Aber ist es Harris gelungen, sich den unentschlossenen Wähler und Wählerinnen, die im November entscheidend sein werden, vorzustellen? Es ist schwer, die Zuhörer an die Schwächen des Gegners zu erinnern und gleichzeitig aufzuzeigen, wohin man das Land selbst führen will. Harris sprach zwar über ihre Erziehung als Kind einer alleinerziehenden, berufstätigen Mutter, und sie war am besten, als sie sich für eine nationale Gesetzgebung zur Wiederherstellung der Rechte der Frauen auf reproduktive Freiheit aussprach. Aber erst im letzten Drittel der Debatte begann sie explizit, über ihre wirtschaftlichen Pläne zu sprechen. Zu diesem Zeitpunkt werden viele Zuschauer wahrscheinlich schon abgeschaltet haben.

Im Zeitalter der sozialen Medien und der Internet-Memes wird sich der Ausgang der Debatte erst in den kommenden Tagen entscheiden. Welche Szenen werden gepostet und wieder gepostet? Welche werden Futter für die abendlichen Comedy-Shows liefern?

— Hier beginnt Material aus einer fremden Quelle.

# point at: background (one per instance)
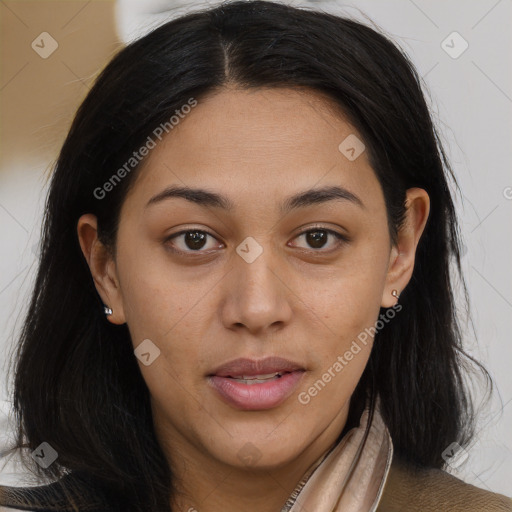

Umfrage zu TV-Duell: 63 Prozent sind der Meinung, dass Harris gewonnen hat

Meine Vermutung ist, dass es Harris gelungen ist, Donald Trump zu einem Verhalten zu provozieren, das die Wechselwähler daran erinnert, warum sie ihn 2020 ablehnten.  Sein Auftritt auf der Debattenbühne war so chaotisch und düster wie seine Zeit im Weißen Haus. Eine CNN Blitz-Umfrage nach der Debatte bestätigt meine Einschätzung. 63 Prozent der Zuschauer sind der Meinung, dass Harris die Debatte gewonnen hat. Wird sie die Wahl gewinnen?

Die Vizepräsidentin hat effektiv dafür plädiert, das Blatt zu wenden. Sie muss nun die verbleibenden acht Wochen dieses Wahlkampfs nutzen, um die Wähler davon zu überzeugen, dass sie mit Ihrer Wahl dazu beitragen können, ein positiveres und erbaulicheres Kapitel in der amerikanischen Geschichte zu schreiben.